Remember. You are on a photographic birding adventure! You’ve got to put time in the field to get the good shots. Persistence pays off.
Also remember that you are learning, and an essential part of learning is having FUN.
Planning Ahead Before You Go Out on the Road With Your Camera
When you are out with your camera, it’s a good idea to have a plan to keep yourself motivated and productive. The field guide that helps me determine my route for the day is A Birder’s Guide to Michigan by A.Chartier and J.Ziarno.
Most of my photography is done right from the car because, for the most part, birds are acclimated to vehicles. I park as close as possible to where I will be pointing my lens and then set myself a time limit. If the birds I came to photograph don’t show after an hour, I move to the next site on my schedule.
Stop and Take a Break
I take breaks. If I’m too far away from home, I stop for coffee and something to eat; and just to get out of the car. Today I stopped at Kismet Bakery, a great place for scones, bread (so-o-o-o good!), and friendly faces.
Reinvigorated and all sugared up, I got back on the road. I retraced my morning route, just to check if the birds that weren’t there two hours ago had magically appeared.
And that’s when I saw them.
Sandhill Cranes Dancing in the Field
There, out in the open in a freshly cut farm field, stood five sandhill cranes feeding fairly close to the road. I pulled off to the shoulder of the road, shut down the car and got my camera into position. The cranes noticed me and slowly turned to move away. I thought it was going to be another bird back-end photo session. But then something wonderful happened. They started to dance.

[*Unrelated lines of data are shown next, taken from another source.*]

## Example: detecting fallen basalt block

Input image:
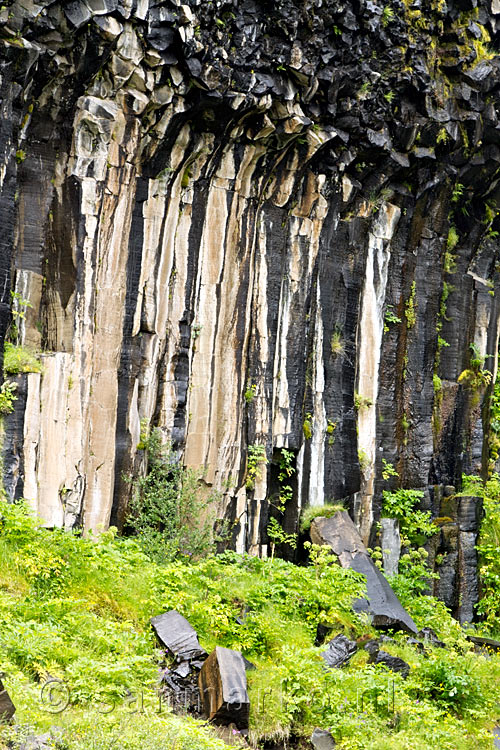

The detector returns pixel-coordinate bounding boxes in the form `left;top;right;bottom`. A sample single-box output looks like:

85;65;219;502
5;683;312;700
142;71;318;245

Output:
310;511;417;633
198;646;250;729
151;609;207;662
321;633;358;669
0;680;16;723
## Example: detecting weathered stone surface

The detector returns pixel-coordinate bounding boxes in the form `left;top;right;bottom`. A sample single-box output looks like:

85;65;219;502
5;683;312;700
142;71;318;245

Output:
198;646;250;729
365;641;410;679
0;0;500;619
380;518;401;576
311;728;336;750
151;609;207;662
0;680;16;723
310;511;417;633
431;488;484;623
418;628;446;648
321;633;358;668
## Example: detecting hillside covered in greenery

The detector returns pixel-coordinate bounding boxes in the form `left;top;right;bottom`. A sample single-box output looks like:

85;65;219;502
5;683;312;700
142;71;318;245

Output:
0;481;500;750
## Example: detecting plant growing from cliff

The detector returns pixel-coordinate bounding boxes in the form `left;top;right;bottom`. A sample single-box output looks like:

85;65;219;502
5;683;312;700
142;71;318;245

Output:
267;518;297;562
3;341;42;375
451;182;465;203
381;5;394;27
126;429;218;562
299;503;345;546
245;445;267;490
443;224;459;273
277;448;295;513
358;448;371;474
472;474;500;634
354;391;373;411
458;343;493;391
405;281;417;328
382;489;438;544
382;458;399;481
0;380;17;414
244;383;257;404
330;330;345;357
326;419;337;447
384;305;401;333
304;542;337;578
302;412;312;440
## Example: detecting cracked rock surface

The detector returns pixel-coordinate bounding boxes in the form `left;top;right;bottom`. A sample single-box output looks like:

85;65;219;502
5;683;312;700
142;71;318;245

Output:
0;0;500;568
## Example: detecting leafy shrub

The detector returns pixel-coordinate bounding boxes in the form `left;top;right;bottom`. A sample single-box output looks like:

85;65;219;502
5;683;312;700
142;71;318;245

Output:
420;656;481;712
3;341;42;375
300;503;345;534
382;489;438;544
127;430;217;562
0;380;17;414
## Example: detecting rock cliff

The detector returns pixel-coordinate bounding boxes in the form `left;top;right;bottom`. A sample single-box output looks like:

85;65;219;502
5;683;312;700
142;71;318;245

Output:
0;0;500;551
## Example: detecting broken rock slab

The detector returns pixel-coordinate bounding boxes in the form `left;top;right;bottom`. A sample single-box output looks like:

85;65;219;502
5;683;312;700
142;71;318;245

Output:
310;511;418;633
198;646;250;729
0;680;16;723
321;633;358;669
311;728;336;750
151;609;207;662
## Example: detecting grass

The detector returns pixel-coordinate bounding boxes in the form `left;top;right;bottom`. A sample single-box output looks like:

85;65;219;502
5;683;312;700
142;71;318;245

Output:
0;502;500;750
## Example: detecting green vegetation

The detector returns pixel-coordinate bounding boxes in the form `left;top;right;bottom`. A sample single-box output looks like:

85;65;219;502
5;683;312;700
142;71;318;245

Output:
0;380;17;414
354;391;373;411
405;281;417;328
458;343;492;391
0;502;500;750
382;489;438;545
382;458;399;480
267;448;297;560
384;305;401;333
127;430;217;562
330;330;345;357
462;474;500;634
246;445;267;490
300;503;345;534
3;341;42;375
302;412;312;440
244;383;257;404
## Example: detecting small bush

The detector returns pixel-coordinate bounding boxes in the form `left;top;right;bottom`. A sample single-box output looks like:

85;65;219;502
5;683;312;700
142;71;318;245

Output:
3;342;42;375
126;430;218;562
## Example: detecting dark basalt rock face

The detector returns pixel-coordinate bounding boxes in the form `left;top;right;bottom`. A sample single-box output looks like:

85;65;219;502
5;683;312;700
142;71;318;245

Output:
0;0;500;604
311;511;418;632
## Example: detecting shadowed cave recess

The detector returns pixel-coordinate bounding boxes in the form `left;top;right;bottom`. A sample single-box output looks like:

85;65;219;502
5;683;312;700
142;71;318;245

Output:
0;0;500;610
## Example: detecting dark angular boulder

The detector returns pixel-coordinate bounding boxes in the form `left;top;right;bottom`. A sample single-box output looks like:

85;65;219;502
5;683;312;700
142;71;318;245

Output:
311;728;336;750
369;651;410;679
417;628;446;648
0;680;16;723
321;634;358;669
310;511;417;633
151;609;207;662
198;646;250;729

In my August 9 post about Sandhill Cranes, I wrote that the most fascinating part of watching sandhill cranes is when they dance. Well, right before my eyes, the cranes were bowing and leaping into the air, throwing branches and sticks with their beaks. Quite an amazing spectacle to behold. And I had my camera!
I was so excited, I wasn’t thinking about exposure or focus or shutter speed. Heck, I could hardly hold my camera straight. But somehow I got these shots.
You never know what’s going to transpire to make it a good day to be a photographer.
And the Next Week……
And, the following week, on two different occasions, I was lucky enough to photograph more dancing sandhill cranes. Please notice the difference in the lighting. The golden glow comes from the morning sun. The others are taken under cloudy skies.